THE SLIVER OF A MEMORY…. The first time I ever sat in on a songwriting session was probably 1994. As a seminarian assigned to St. Mary of the Lake parish in Hamburg, New York, I was invited to a musician’s home for dinner. A married couple from the “folk group” were soon to celebrate their 25th of Silver Anniversary.
I write this blog entry on the precipice of my own 25th Jubilee or ordination as a priest. Looking back, that first songwriting gathering took a poem from a greeting card that Roy had sent Kathy for an earlier anniversary. She saved the card because the words really spoke to her heart whenever they marked the years since their wedding day.
The gist of the poem’s message was a repeated refrain… “And you stayed.” With all of those good times and bad, sickness and health that marriage vows describe, and countless other stories that test a person’s resolve, the lived commitment to remaining in the relationship was the fruit of their love and years together building a family.
My contribution to that song was quite minimal as I recall. I’d say is was just a sliver of their song for silver anniversary.
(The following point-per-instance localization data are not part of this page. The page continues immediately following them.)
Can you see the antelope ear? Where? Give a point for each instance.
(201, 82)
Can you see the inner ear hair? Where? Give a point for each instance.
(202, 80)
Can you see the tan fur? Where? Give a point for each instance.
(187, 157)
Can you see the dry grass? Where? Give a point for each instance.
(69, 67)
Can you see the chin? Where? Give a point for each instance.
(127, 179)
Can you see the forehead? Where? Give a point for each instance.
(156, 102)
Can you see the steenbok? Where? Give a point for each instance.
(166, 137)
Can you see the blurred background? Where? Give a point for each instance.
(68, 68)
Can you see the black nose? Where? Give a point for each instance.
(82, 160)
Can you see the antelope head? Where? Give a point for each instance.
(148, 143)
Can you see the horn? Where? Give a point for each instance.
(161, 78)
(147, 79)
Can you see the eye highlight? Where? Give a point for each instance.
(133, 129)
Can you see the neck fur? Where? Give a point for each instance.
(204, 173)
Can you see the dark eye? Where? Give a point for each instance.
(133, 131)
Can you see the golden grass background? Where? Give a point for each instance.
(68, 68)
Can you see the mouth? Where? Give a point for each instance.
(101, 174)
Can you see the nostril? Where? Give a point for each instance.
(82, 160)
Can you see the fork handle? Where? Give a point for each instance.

But when we played and sang it for them at the part celebrating their life as husband and wife, father and mother and everything else that 25 years brought, the song was very well-received.
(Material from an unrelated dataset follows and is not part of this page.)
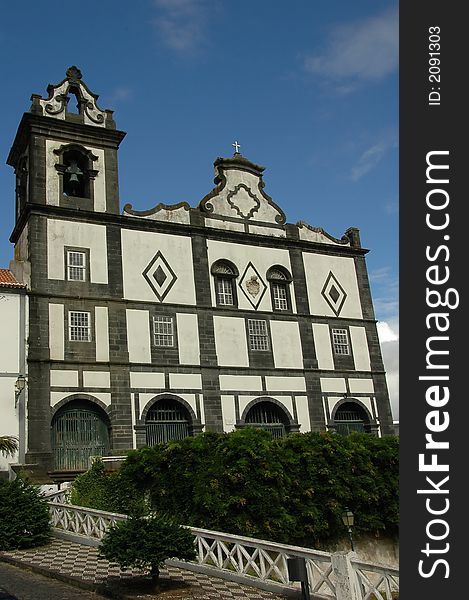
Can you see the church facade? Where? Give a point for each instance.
(152, 325)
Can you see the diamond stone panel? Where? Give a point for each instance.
(159, 276)
(333, 293)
Eventually I would write a song or two with other singers and songwriters, but the vast majority of my tunes I write alone, lyrics and melodies. Looking back over my completed songs, the memories of how and where a number of them were born is less than a sliver in the brain/memory under my silver hair.
Over the last few decades in which I have kept a spiritual/prayer journal, ideas for songs are scattered. Some are just a jot of an idea that never got developed. Others are fairly developed lyrics with no melody.
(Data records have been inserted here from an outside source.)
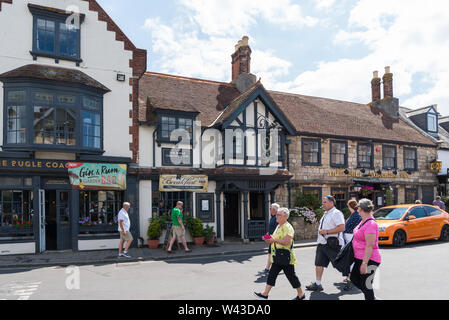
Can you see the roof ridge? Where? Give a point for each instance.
(186, 78)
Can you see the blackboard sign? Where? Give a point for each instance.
(205, 207)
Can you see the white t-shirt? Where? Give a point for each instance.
(330, 220)
(123, 215)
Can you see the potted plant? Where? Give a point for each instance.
(197, 232)
(154, 233)
(209, 235)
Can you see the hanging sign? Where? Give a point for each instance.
(97, 176)
(194, 183)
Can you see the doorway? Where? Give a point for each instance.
(231, 215)
(57, 220)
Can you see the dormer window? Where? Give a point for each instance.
(432, 120)
(56, 34)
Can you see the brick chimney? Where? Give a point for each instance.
(241, 59)
(388, 83)
(375, 86)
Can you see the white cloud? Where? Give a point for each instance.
(404, 34)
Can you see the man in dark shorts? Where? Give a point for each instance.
(330, 240)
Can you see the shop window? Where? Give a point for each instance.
(311, 152)
(410, 159)
(100, 208)
(16, 210)
(164, 202)
(339, 153)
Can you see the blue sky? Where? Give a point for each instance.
(326, 48)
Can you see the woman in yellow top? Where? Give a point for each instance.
(282, 239)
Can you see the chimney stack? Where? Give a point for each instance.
(375, 86)
(388, 83)
(241, 59)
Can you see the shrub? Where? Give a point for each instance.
(154, 229)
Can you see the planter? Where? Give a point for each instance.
(198, 241)
(153, 244)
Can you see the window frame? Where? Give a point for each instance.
(335, 165)
(33, 87)
(57, 18)
(371, 164)
(395, 166)
(306, 163)
(415, 168)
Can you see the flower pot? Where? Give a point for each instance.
(153, 244)
(198, 241)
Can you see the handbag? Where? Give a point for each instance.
(345, 258)
(282, 256)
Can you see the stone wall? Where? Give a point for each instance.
(303, 230)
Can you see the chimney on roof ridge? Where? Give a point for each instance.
(241, 66)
One very clear memory of a song’s birth happened on a Sunday morning. You may know that I work Sundays… That particular weekend (I was still in my assistant to pastor years) I had celebrated a morning Mass and was invited in the early afternoon to preside at Mass for St. Luke’s Mission of Mercy on Buffalo’s East Side. (St. Luke’s is staffed by lay missionaries, and a number of priests offer their time to provide sacraments.)
It was a spring day, and I decided to leave very early so that I could stop and pray a while at the beautiful monastery of Dominican nuns that is located only about half a mile from the Mission. Sitting in the delicious silence of the chapel of Our Lady of the Rosary, I opened by journal. For quite some time, the blank pages joined me in stillness.
Then, suddenly I began to ponder how my homily at the upcoming Mass might help to illuminate the readings of that day. And it happened to be Trinity Sunday. So, I smiled to myself at the thought of giving a coherent teaching on the mystery of God’s three persons in one. Again…blank pages.
Soon, an idea for a new hymn to the Trinity came to mind. A simple refrain, with verses that extol what God has revealed. The refrain: “Most Holy Trinity, be adored!” (a way to praise the Father, Son and Holy Spirit instead of trying to “figure it all out.”) My thoughts started to flow in a litany of phrases that led to the refrain. In about ten minutes, the whole thing took on a shape and format and words came that I had not even thought to use in a song lyric. The title of the song: “Be Adored.” (Recorded on my CD Lives of Praise, 2008)
While songwriters can be “blocked” as much as fiction and other genres of pen, ink and laptop typists, this particular hymn just got born with very little labor pain. I am awed when that happens. Of course, it is not the norm for every song I’ve written, but some just arrive. Others need to be induced. But that’s for another blog entry.